Wetenschap kan helpen de problemen helder te krijgen en oplossingen aan te dragen. Niet alleen technische, maar juist ook sociaal-maatschappelijke disciplines zijn daarbij van belang. Alumnimagazine Broerstraat 5 ging om de tafel met twee onderzoekers om hierover te praten.
Wat is jullie eigen discipline?
Michella Ligtelijn: ‘Ik onderzoek insectenpopulaties op boerderijen met verschillend beheer, van intensieve veehouderij tot meer natuurinclusieve landbouw. Die gegevens koppel ik aan vóórkomen op de percelen van gruttokuikens, die afhankelijk zijn van die insecten. Zo breng ik in kaart wat de effecten zijn van onder meer grondwaterstanden en maaibeleid.’
Thereza Langeler: ‘Ik bekijk het sociaal-maatschappelijke “discours”. De regionale onvrede. Ik onderzoek wat er nu voor zorgt dat er gemiddeld op het platteland steeds populistischer gestemd wordt, of andersom gezegd, dat het populisme zich steeds meer concentreert op het platteland en zich afkeert van de stad. Wat beweegt boeren nu om te protesteren? Hoe kijken zij tegen de hele stikstofdiscussie aan?’

Wat zou volgens jullie iedereen moeten weten, in de context van het stikstofverhaal?
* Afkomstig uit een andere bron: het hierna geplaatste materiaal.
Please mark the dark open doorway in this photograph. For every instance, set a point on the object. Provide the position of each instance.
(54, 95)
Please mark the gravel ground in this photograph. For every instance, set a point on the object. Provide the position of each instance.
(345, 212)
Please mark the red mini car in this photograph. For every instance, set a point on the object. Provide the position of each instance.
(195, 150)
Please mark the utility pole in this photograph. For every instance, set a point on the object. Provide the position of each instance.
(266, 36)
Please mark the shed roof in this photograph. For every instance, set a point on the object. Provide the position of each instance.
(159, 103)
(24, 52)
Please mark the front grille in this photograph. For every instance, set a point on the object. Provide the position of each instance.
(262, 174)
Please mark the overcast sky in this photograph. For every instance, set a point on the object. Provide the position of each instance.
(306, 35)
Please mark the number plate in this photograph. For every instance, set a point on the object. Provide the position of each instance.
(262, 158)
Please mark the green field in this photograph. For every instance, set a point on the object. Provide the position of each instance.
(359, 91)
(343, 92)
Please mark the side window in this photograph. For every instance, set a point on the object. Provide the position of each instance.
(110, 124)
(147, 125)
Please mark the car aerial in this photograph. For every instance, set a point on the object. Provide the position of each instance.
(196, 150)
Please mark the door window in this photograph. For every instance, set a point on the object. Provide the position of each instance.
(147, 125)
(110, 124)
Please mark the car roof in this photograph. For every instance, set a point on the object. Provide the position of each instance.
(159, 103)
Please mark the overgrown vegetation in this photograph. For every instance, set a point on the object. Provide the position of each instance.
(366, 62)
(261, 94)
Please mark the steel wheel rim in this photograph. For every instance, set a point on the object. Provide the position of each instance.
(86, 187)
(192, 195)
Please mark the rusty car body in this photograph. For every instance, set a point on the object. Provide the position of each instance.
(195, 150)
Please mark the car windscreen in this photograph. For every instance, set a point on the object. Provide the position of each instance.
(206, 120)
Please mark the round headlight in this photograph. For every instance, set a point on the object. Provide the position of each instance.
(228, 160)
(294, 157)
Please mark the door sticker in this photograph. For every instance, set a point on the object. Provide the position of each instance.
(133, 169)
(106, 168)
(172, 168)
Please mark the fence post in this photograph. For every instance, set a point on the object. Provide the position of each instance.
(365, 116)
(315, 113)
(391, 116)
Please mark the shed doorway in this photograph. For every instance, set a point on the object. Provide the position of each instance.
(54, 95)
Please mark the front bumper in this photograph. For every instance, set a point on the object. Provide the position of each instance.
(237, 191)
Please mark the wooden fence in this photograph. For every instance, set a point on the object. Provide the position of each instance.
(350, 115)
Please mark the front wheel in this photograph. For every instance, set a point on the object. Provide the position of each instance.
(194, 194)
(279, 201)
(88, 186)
Michella: ‘Voor mij begint het al een stap eerder. Dat mensen meer gaan nadenken en gaan leren over het voedsel dat op hun bord ligt. Waar komt het vandaan, wat is er nodig geweest om dat te produceren? Als je dat doet, wordt het makkelijker om beide kanten te begrijpen: de natuurorganisaties, maar ook de boeren.’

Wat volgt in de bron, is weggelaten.